Im Sommer jährt sich zum 50. Mal der Zusammenbruch der Kölner Privatbank Herstatt. Die filmreife Pleite mit ihren schillernden Protagonisten kam einem Erdbeben gleich, das auch ein halbes Jahrhundert später noch nachwirkt.


Plakat des Bankhauses Herstatt, Anfang 1970er Jahre

Für viele das Pressefoto des Jahres, ein Schwarzweißfoto vom 27. Juni 1974 – trotz des deutschen Sieges bei der Fußball-WM nur wenige Tage später mit einem strahlenden Franz Beckenbauer und der FIFA-Trophäe in seinen Händen. 

Zu sehen ist darauf: Das Gebäude unter Sachsenhausen 6 in Köln, Hauptsitz des Bankhauses Iwan D. Herstatt. Hunderte von Kunden belagern den von Polizisten gesicherten Eingang. Ein Mann im Anzug mit Megafon, Bankdirektor Hans-Hermann Gerloff, versucht die aufgebrachte Menge zu beruhigen. Wut, Panik, Existenzangst: Die Menschen fürchten den Verlust ihres Ersparten. Kaum ein älterer Deutscher, der dieses Bild nicht irgendwo in seinem Gedächtnis abgespeichert hat, und kaum ein TV-Rückblick aus den 1970ern, dem zum Thema Herstatt-Pleite viel mehr als dieses eine Foto einfällt, das stellvertretend für einen lange Zeit unbegreiflichen Finanzkrimi herhalten muss. 

Die Science-Fiction-Welt des Dany Dattel

Dany Dattel war Abteilungsleiter der Devisenabteilung des Instituts. Ein Superstar der bundesdeutschen Finanzszene. Bis ihn sein scheinbar sicheres Gespür im Devisenhandel verließ und er immer verzweifelter werdend damit begann, den Erfolg auf kriminelle Weise erzwingen zu wollen. Dattel und seine jugendliche Clique der „Goldjungs“, so etwas wie die Rockstars der Devisenspekulation, wussten sich selbst perfekt als Zukunftsbanker zu inszenieren.
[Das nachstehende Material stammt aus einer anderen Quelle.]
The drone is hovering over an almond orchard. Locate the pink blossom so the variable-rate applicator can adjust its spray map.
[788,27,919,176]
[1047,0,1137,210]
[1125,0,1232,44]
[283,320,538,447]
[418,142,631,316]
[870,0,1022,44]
Das Sextett arbeitete weitgehend unbehelligt von Rückfragen und abgekoppelt von anderen Abteilungen der Bank in der mit Computertechnik und vielen Telefonen vollgestopften „Raumstation Orion“. Eine derartig ausgestatteter Bankarbeitsplatz wirkte auf Zeitgenossen wie Science Fiction und führte zu der an die damals populäre Fernsehserie „Raumpatrouille Orion“ angelehnten Bezeichnung. Eine Aufsicht im heutigen Sinne gab es damals weder intern noch extern.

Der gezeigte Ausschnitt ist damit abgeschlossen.